# Traning database template



## howie2293 (Jul 8, 2008)

Hey,

I been searching online for employee training databases for access and not been able to find any. Any help

regards

Howie


----------



## slurpee55 (Oct 20, 2004)

Training for what specifically? There may be some out there that approximate what you want, but it is possible that if you give more info we can build one just for what you need - I have helped in some in the past.


----------



## howie2293 (Jul 8, 2008)

after a database that keeps a record of course that they have done and say when they need to renew the course. with the ability to be able to do reports on individuals and staff who have done a course


----------



## slurpee55 (Oct 20, 2004)

Well, you would need to think about what you will want in the end. You will need a table of the courses and the dates offered, one of the students and all the courses at a minimum.
If they need to renew, say, once a year, that could be in another column - renewal date - along with their student data.


----------



## OBP (Mar 8, 2005)

There is one on here already.


----------



## howie2293 (Jul 8, 2008)

Just found it but the links don't work on it


----------



## howie2293 (Jul 8, 2008)

Unfortunatly the course will be booked when there are either enough staff needing to do the course or if a training session comes up which is normanly anything from a week to a month notice


----------



## slurpee55 (Oct 20, 2004)

Howie, what is the link to it?


----------



## howie2293 (Jul 8, 2008)

http://forums.techguy.org/business-applications/462370-solved-access-template-training.html


----------



## OBP (Mar 8, 2005)

howie, this is the one that I was thinking of, it is not actually traing, but Classes.
It might be worth a look as it was used as a Training Exercise in Access for GameCockFan.
http://forums.techguy.org/business-applications/714207-solved-access-database.html

If you need help building yours, I can do it but I am very busy on other databases at the moment, (have a look at the long term Threads I am posting on  and that is only half of them).
So my responses will be rather slow as I will have to try and fit you in.


----------



## slurpee55 (Oct 20, 2004)

I helped Zack with his - I haven't heard from him lately, but I suppose that it is complete.
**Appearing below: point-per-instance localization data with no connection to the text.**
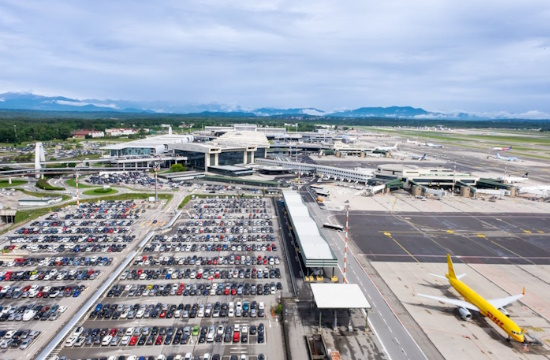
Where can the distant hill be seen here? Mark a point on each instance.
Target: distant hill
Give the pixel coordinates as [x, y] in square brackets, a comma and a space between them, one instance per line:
[392, 111]
[28, 101]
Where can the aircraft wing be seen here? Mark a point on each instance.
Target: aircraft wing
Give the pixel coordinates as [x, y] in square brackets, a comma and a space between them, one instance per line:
[455, 302]
[502, 302]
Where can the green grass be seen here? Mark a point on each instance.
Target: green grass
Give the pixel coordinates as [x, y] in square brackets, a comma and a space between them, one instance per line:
[44, 185]
[184, 201]
[39, 194]
[129, 196]
[4, 183]
[72, 183]
[83, 157]
[100, 191]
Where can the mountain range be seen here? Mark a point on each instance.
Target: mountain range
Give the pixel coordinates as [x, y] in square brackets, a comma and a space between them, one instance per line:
[28, 101]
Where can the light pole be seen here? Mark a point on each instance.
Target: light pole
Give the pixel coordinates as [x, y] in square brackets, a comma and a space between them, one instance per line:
[76, 182]
[346, 245]
[156, 169]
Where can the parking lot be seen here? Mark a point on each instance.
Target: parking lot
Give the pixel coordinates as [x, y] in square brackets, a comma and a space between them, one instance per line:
[50, 266]
[205, 287]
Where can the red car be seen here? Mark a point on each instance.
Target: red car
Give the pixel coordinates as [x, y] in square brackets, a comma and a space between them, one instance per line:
[133, 341]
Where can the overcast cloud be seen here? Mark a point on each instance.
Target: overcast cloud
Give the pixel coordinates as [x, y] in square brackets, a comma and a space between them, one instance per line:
[439, 55]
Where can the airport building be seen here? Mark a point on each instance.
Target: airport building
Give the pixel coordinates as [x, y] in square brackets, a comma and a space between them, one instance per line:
[329, 172]
[151, 146]
[423, 176]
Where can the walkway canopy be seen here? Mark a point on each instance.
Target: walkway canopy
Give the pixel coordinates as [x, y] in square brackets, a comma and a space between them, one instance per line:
[314, 248]
[339, 296]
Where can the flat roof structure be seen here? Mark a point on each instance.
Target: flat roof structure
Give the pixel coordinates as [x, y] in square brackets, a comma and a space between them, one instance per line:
[314, 248]
[339, 296]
Howie, you might send him and/or GameCockFan private messages and ask about theirs.


----------



## computerman29642 (Dec 4, 2007)

Howie, I have mine working the way I want. If you like, I will be more than happy to attach a copy for you. I am no expert at Access, but if you need to make changes I will do my best to help. I know that if we both get stuck, Slurpee55, OBP, JIm, etc. will be more than happy to jump in there to help.


----------